No, says the EAT in Taiwo v Olaigbe, because the vulnerability of foreign national domestic workers is not indissociably linked with migrant status.

The Claimant, a Nigerian woman, worked as a domestic worker in the home of the Respondents between February 2010 and January 2011. Upon her departure, she was assisted by North Kensington Law Centre in bringing a number of claims, including a claim for direct, or alternatively, indirect race discrimination.

The employment tribunal made a finding of fact (which was not appealed) that the Claimant had been treated in an appalling manner by the Respondents and upheld nearly all of the Claimant's claims. However, the tribunal held that the treatment she had suffered did not amount to direct or indirect race discrimination. The tribunal dismissed these claims and the Claimant appealed.
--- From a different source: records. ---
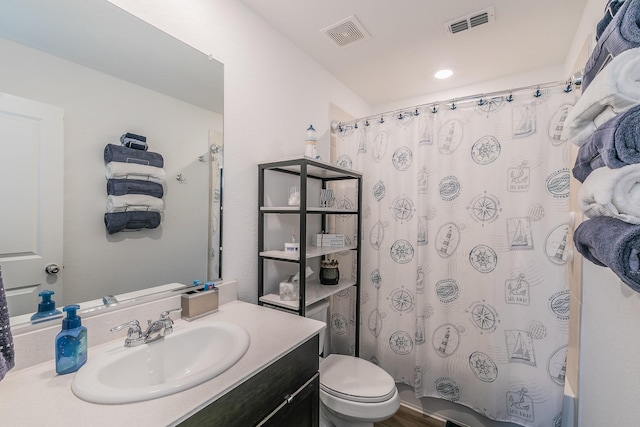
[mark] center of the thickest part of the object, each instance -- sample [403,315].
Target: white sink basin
[192,354]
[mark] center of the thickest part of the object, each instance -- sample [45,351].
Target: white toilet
[353,392]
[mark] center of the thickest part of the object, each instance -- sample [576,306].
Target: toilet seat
[356,380]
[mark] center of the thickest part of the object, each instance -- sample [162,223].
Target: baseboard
[448,423]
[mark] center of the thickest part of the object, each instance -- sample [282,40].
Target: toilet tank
[320,311]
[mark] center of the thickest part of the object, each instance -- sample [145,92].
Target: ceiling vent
[346,32]
[472,20]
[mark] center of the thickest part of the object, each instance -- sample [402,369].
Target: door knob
[52,269]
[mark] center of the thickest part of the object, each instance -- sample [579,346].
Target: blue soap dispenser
[46,307]
[71,342]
The EAT upheld the decision of the tribunal and held that unfavourable treatment of the employee did not constitute direct or indirect race discrimination. This was even though the tribunal had found that such treatment was strongly associated with her vulnerability caused by her lack of English and dependence on her employer for her right to stay in the UK.  The presence of other factors which caused her vulnerability (such as low socio-economic status and the imbalance of power in the relationship between the Claimant and the Respondents) meant that the factual cause of the unfavourable treatment of the claimant was not indissociably linked to immigration status.
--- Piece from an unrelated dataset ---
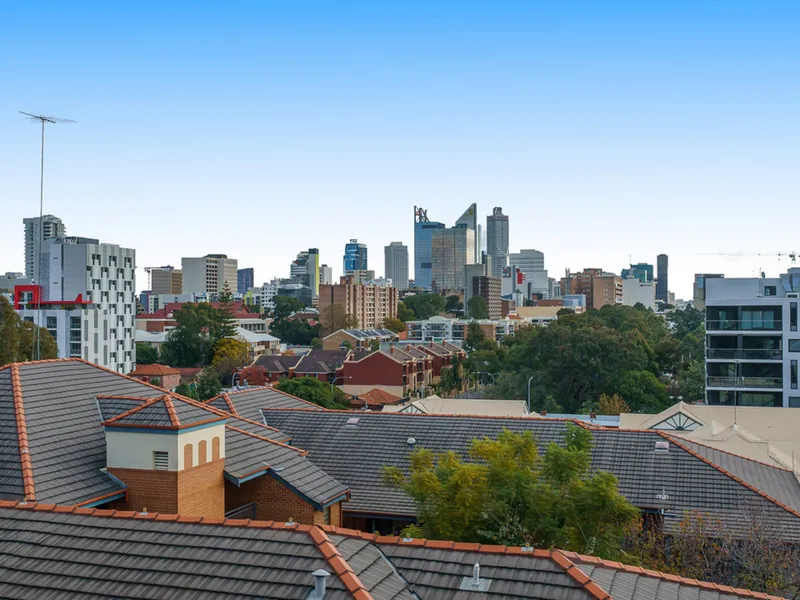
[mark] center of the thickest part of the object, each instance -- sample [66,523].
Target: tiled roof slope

The EAT rejected the indirect race discrimination claim on the basis that in this case there was no appropriate provision, criteria or practice (PCP) which put the Claimant (and her racial group) at a substantial disadvantage. Mistreatment could not amount to a PCP.
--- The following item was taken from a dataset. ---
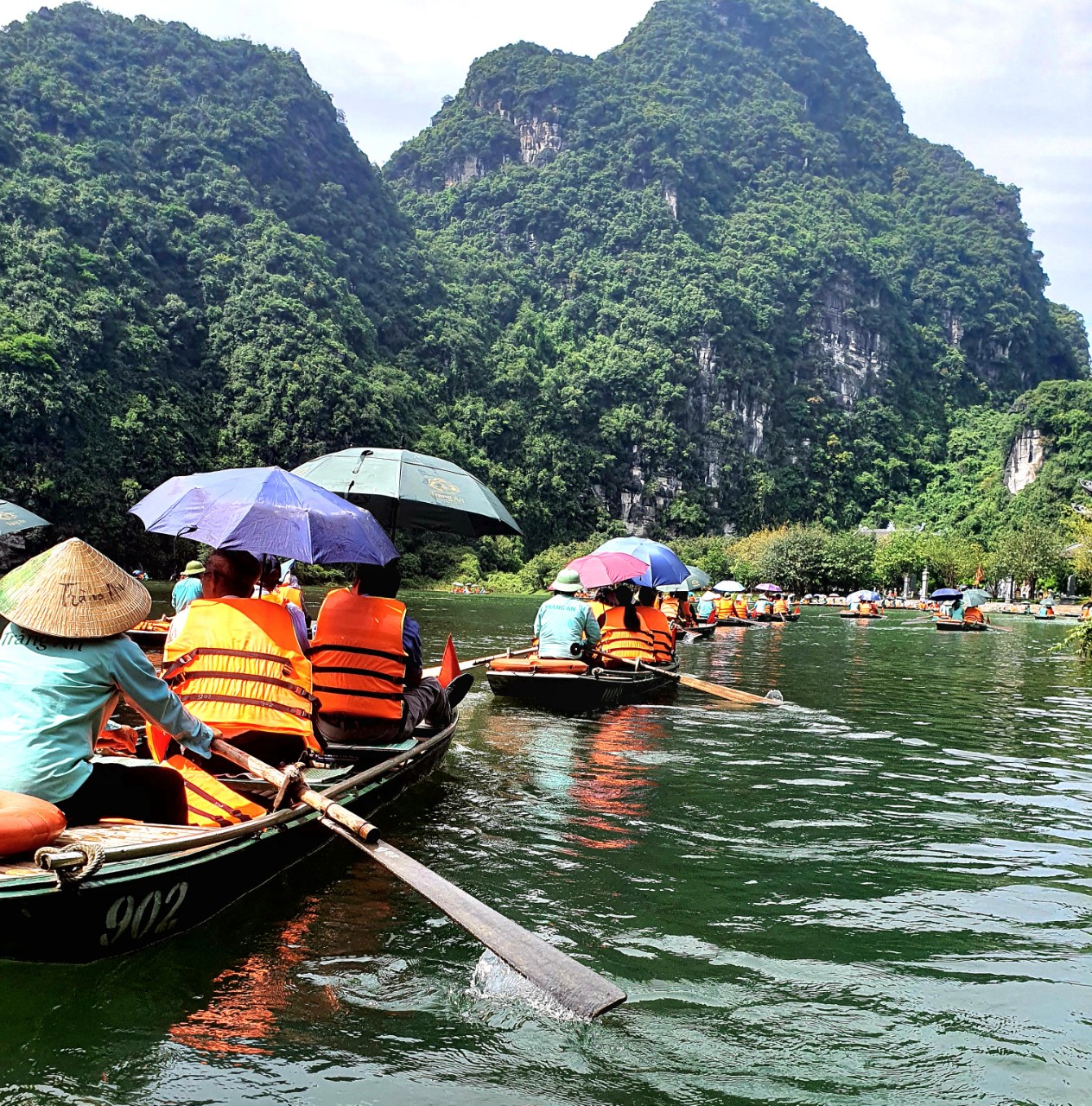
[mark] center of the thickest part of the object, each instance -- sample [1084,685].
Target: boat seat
[535,664]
Permission to appeal is currently being sought by the Claimant.

Importantly, the EAT also held that legal costs can be recovered by a third party who is funding litigation, even though the party themselves is not incurring the cost. North Kensington Law Centre was able to assist the Claimant without charging her by funding from the Legal Services Commission. The costs incurred by North Kensington Law Centre were to be treated as costs incurred by the Claimant for the purposes of a costs application.